Hello, I just wanted to see if there was any way I could find a faster alternative to downloading the ILSVRC12 dataset; in the tutorial (two days to a demo) it mentions that it should take overnight on a decent Internet connection. I am guessing the author must have has a T-1 connection, as it apparently is going to take ~5 days to download all the images on my connection.
My system has other jobs to do, and I can’t tie it up for an uninterrupted 5 day download session. Might there at least be a way to download the dataset in chunks and not have to start from the beginning again?
The crawler script reads a file of image URLs, you could remove those URLs that you already have or remove URLs that you aren’t interested in (either in the file or by modifying the script). Also here appears a recent project that crawls Google Images using Python.
If you would prefer to use your own images, the imageNet example from 2 Days to a Demo is pretty easy to get images for in DIGITS image directory format - save a bunch of images of what you want to recognize into a folder named after each class.

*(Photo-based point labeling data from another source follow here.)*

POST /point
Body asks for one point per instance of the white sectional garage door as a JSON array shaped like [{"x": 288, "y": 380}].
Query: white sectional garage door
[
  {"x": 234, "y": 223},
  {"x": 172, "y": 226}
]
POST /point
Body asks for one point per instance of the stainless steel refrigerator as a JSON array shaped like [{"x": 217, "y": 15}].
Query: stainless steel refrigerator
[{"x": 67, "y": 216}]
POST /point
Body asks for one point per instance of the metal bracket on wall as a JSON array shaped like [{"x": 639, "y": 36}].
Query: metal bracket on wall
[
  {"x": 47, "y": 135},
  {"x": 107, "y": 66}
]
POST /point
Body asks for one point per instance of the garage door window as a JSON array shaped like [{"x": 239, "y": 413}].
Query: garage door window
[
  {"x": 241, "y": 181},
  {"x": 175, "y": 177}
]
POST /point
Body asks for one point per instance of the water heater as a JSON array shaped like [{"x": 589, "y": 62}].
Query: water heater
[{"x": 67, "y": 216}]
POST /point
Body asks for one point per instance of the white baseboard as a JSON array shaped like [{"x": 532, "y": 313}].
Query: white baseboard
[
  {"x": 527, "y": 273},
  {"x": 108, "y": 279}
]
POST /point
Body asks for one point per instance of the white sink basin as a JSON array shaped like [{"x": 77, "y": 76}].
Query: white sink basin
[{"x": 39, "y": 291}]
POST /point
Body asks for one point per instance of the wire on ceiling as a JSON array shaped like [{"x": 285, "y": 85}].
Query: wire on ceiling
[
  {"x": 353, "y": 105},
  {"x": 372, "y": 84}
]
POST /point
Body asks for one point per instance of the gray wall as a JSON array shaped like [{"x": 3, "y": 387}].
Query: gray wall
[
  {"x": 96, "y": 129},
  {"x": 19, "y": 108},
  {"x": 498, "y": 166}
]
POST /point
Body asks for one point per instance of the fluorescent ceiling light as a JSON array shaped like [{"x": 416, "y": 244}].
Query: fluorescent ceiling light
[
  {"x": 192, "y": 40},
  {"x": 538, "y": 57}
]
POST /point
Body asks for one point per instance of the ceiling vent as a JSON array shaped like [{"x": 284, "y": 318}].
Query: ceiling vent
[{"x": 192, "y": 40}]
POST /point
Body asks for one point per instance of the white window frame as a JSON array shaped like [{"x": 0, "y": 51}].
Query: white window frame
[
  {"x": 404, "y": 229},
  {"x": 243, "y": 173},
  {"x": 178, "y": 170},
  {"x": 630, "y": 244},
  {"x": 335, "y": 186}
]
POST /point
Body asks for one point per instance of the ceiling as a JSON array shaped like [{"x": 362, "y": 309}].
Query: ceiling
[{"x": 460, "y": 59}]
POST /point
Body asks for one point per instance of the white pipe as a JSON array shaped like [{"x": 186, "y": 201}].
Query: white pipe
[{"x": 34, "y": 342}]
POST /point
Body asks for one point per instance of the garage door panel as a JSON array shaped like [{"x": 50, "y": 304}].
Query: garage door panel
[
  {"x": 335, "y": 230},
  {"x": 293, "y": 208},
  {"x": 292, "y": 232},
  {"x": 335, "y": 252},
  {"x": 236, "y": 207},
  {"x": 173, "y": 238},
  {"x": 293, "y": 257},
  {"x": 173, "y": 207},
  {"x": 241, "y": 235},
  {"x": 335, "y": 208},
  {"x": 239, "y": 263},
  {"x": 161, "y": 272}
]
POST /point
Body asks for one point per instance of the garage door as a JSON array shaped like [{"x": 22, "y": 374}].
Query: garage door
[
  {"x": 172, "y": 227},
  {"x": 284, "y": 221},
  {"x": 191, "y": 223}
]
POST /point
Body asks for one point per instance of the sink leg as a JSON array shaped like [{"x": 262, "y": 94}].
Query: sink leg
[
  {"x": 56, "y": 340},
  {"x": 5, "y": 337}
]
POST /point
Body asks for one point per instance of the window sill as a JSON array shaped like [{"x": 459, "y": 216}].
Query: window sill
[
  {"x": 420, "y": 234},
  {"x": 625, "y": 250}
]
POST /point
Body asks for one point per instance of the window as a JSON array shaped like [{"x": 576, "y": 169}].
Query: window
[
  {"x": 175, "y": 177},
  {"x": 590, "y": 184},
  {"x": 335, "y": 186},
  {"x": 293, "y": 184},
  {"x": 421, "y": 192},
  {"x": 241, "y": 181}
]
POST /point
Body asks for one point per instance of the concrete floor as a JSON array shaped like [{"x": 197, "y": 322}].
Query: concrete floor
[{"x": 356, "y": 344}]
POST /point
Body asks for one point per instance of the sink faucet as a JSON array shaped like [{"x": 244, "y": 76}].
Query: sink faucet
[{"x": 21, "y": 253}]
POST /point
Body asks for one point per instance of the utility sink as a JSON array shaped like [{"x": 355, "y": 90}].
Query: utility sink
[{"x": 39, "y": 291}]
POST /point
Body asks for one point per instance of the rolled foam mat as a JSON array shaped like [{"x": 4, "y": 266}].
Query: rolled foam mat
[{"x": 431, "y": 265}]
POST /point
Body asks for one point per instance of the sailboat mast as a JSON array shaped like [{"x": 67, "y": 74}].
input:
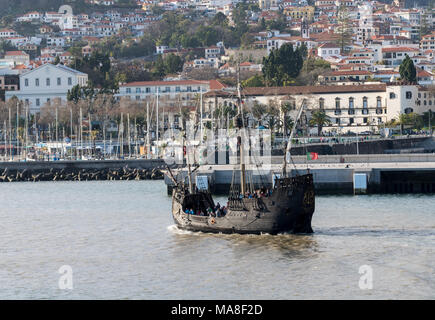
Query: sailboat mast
[
  {"x": 289, "y": 142},
  {"x": 240, "y": 125}
]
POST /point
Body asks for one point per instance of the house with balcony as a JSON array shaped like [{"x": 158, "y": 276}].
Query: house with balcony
[
  {"x": 46, "y": 83},
  {"x": 355, "y": 108},
  {"x": 393, "y": 56}
]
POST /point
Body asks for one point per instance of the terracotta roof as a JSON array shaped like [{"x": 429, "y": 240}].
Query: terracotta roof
[
  {"x": 15, "y": 53},
  {"x": 400, "y": 49},
  {"x": 254, "y": 91}
]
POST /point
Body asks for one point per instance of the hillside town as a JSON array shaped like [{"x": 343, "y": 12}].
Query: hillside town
[{"x": 359, "y": 66}]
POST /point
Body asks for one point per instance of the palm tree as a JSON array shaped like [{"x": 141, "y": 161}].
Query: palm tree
[
  {"x": 287, "y": 121},
  {"x": 402, "y": 120},
  {"x": 259, "y": 110},
  {"x": 319, "y": 119}
]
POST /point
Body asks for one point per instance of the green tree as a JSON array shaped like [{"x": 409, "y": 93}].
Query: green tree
[
  {"x": 173, "y": 63},
  {"x": 282, "y": 65},
  {"x": 344, "y": 29},
  {"x": 254, "y": 81},
  {"x": 407, "y": 70},
  {"x": 319, "y": 119}
]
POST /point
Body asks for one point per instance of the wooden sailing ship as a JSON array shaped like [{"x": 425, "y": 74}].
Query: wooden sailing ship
[{"x": 287, "y": 207}]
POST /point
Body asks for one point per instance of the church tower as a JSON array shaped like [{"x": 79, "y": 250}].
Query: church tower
[{"x": 305, "y": 29}]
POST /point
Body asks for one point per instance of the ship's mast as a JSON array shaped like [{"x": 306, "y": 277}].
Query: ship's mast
[
  {"x": 240, "y": 124},
  {"x": 289, "y": 143}
]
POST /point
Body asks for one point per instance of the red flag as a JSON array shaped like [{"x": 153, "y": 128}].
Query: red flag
[{"x": 312, "y": 155}]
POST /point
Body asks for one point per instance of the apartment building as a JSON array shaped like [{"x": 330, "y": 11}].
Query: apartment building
[{"x": 46, "y": 83}]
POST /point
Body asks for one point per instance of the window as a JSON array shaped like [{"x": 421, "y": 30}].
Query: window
[
  {"x": 365, "y": 103},
  {"x": 378, "y": 102}
]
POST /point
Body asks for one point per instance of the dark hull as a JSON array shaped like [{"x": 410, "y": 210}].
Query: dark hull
[{"x": 288, "y": 209}]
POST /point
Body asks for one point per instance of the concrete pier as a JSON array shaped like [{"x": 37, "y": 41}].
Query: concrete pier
[{"x": 399, "y": 173}]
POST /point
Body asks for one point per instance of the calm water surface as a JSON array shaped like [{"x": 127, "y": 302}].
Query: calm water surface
[{"x": 120, "y": 241}]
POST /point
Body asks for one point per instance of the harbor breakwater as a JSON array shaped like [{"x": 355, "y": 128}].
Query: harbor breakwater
[{"x": 143, "y": 169}]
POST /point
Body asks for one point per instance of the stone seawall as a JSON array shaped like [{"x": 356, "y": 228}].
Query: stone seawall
[{"x": 81, "y": 170}]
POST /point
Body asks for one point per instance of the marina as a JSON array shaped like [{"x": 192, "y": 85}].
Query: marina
[{"x": 121, "y": 243}]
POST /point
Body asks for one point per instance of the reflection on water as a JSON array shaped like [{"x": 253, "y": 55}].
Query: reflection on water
[
  {"x": 289, "y": 245},
  {"x": 119, "y": 239}
]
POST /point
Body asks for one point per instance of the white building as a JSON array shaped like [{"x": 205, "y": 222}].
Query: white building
[
  {"x": 184, "y": 90},
  {"x": 327, "y": 50},
  {"x": 46, "y": 83},
  {"x": 355, "y": 108}
]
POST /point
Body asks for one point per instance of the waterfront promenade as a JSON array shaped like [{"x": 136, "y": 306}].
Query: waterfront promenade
[{"x": 398, "y": 173}]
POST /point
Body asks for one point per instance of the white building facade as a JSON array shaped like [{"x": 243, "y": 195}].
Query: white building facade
[{"x": 46, "y": 83}]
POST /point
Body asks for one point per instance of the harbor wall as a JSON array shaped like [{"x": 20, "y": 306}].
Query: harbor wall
[
  {"x": 84, "y": 164},
  {"x": 409, "y": 145}
]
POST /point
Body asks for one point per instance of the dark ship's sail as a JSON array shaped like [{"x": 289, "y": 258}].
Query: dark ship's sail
[{"x": 287, "y": 207}]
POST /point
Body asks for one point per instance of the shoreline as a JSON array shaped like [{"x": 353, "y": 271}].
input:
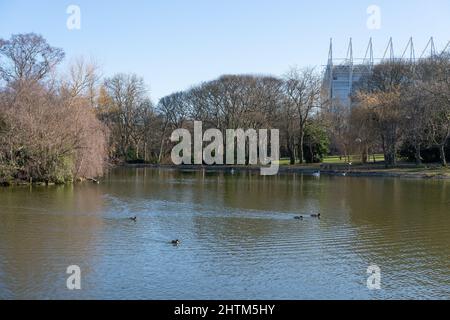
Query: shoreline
[{"x": 408, "y": 173}]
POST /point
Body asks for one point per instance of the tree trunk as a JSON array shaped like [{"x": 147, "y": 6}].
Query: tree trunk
[
  {"x": 300, "y": 152},
  {"x": 418, "y": 157},
  {"x": 442, "y": 153}
]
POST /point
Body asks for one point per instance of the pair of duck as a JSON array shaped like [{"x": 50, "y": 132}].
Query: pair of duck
[{"x": 314, "y": 215}]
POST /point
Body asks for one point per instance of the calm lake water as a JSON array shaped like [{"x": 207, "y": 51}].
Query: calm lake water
[{"x": 239, "y": 237}]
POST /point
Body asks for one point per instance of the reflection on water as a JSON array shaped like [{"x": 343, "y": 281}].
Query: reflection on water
[{"x": 239, "y": 238}]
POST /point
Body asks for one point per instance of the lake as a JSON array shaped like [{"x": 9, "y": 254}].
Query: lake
[{"x": 239, "y": 238}]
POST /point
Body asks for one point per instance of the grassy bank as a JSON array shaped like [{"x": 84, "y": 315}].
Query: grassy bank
[{"x": 403, "y": 170}]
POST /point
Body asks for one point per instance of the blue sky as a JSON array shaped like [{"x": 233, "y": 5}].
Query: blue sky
[{"x": 174, "y": 44}]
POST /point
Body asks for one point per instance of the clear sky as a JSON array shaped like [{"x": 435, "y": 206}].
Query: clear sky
[{"x": 174, "y": 44}]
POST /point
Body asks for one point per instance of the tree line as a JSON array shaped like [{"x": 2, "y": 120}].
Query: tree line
[{"x": 61, "y": 126}]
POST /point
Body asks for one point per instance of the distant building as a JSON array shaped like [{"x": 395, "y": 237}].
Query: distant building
[{"x": 342, "y": 76}]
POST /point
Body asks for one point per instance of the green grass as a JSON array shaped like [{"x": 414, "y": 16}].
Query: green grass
[{"x": 337, "y": 160}]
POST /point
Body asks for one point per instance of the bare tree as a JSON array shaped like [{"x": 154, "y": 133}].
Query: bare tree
[
  {"x": 302, "y": 88},
  {"x": 27, "y": 57}
]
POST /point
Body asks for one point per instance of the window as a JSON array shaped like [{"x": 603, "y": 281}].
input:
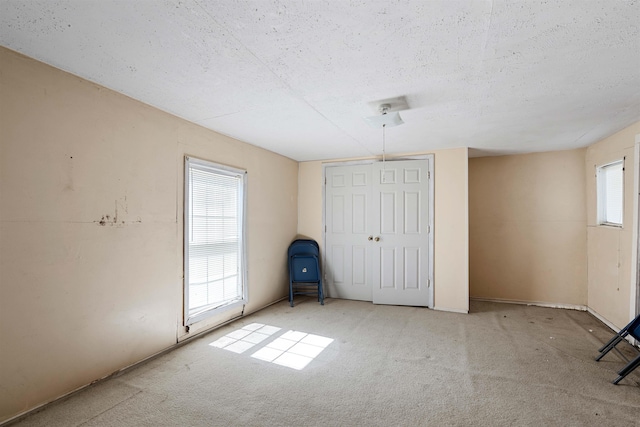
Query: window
[
  {"x": 610, "y": 191},
  {"x": 214, "y": 247}
]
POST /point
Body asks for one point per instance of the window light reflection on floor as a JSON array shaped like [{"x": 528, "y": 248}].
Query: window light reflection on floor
[
  {"x": 243, "y": 339},
  {"x": 292, "y": 349}
]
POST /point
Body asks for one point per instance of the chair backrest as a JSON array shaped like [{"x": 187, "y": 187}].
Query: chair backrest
[
  {"x": 304, "y": 246},
  {"x": 634, "y": 328}
]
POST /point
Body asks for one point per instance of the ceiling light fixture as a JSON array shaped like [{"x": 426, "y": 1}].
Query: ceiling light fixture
[{"x": 385, "y": 119}]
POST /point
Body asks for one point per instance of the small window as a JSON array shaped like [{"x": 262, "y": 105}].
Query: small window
[
  {"x": 214, "y": 247},
  {"x": 610, "y": 193}
]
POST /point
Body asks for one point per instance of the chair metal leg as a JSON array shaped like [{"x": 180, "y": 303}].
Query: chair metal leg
[
  {"x": 616, "y": 338},
  {"x": 627, "y": 369},
  {"x": 610, "y": 345}
]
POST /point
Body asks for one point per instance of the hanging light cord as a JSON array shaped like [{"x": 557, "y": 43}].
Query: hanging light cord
[
  {"x": 383, "y": 153},
  {"x": 383, "y": 146}
]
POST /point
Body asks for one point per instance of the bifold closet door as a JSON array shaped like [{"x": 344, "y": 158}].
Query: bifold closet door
[{"x": 377, "y": 229}]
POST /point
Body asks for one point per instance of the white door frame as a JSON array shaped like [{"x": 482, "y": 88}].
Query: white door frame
[
  {"x": 635, "y": 255},
  {"x": 430, "y": 159}
]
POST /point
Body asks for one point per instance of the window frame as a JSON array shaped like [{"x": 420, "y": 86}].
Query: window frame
[
  {"x": 601, "y": 195},
  {"x": 188, "y": 318}
]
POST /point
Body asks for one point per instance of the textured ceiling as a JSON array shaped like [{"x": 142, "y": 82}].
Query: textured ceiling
[{"x": 296, "y": 77}]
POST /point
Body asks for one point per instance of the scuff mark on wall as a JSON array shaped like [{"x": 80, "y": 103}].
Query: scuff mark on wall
[{"x": 119, "y": 219}]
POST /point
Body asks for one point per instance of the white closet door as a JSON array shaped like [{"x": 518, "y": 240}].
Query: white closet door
[
  {"x": 400, "y": 257},
  {"x": 377, "y": 233},
  {"x": 347, "y": 220}
]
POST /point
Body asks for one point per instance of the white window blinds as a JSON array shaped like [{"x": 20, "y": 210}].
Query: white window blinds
[
  {"x": 610, "y": 195},
  {"x": 214, "y": 238}
]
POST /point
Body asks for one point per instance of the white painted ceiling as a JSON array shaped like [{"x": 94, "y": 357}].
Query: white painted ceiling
[{"x": 296, "y": 77}]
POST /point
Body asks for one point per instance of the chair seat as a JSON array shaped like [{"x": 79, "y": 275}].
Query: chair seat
[{"x": 305, "y": 277}]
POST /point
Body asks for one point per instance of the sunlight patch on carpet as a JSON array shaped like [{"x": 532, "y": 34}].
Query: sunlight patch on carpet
[
  {"x": 243, "y": 339},
  {"x": 293, "y": 349}
]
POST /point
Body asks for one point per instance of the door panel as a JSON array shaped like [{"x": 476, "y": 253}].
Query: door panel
[
  {"x": 388, "y": 204},
  {"x": 403, "y": 255},
  {"x": 348, "y": 199}
]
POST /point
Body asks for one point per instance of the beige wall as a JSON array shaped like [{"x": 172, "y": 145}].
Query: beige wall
[
  {"x": 527, "y": 228},
  {"x": 80, "y": 300},
  {"x": 610, "y": 249},
  {"x": 451, "y": 235}
]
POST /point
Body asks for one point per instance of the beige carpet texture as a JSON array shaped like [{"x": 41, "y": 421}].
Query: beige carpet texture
[{"x": 351, "y": 363}]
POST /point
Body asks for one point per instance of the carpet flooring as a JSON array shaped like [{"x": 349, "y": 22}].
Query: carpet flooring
[{"x": 351, "y": 363}]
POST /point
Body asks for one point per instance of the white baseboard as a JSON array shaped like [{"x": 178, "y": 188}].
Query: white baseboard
[
  {"x": 452, "y": 310},
  {"x": 536, "y": 303},
  {"x": 603, "y": 320}
]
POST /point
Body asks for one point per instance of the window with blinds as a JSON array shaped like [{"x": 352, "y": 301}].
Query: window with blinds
[
  {"x": 214, "y": 239},
  {"x": 610, "y": 193}
]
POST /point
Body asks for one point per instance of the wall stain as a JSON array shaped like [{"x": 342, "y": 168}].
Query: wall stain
[{"x": 121, "y": 208}]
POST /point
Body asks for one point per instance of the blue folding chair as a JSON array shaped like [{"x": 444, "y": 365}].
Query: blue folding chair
[
  {"x": 305, "y": 277},
  {"x": 633, "y": 329}
]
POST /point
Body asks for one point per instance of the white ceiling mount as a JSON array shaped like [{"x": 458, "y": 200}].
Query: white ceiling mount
[
  {"x": 388, "y": 110},
  {"x": 398, "y": 103}
]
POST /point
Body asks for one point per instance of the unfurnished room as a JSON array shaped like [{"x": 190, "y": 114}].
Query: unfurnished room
[{"x": 310, "y": 213}]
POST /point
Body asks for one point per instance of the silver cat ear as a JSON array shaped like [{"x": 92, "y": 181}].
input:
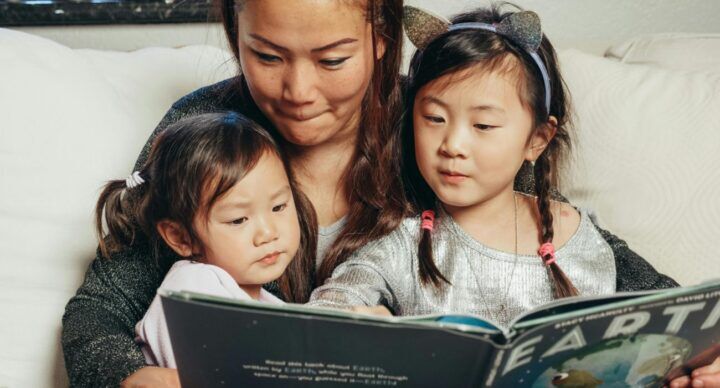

Finally, you can skip ahead to the detectNet or segNet portion of the tutorial while the crawler script runs, if you prefer.
That’s a great point; I was looking at the datasets and wasn’t really interested in identifying birds, etc. Our application is much more specific. As far as collecting our own images, is it fair to say that it really doesn’t matter what kind of crawler you use to get them, as long as they are arranged in the expected file/folder hierarchy?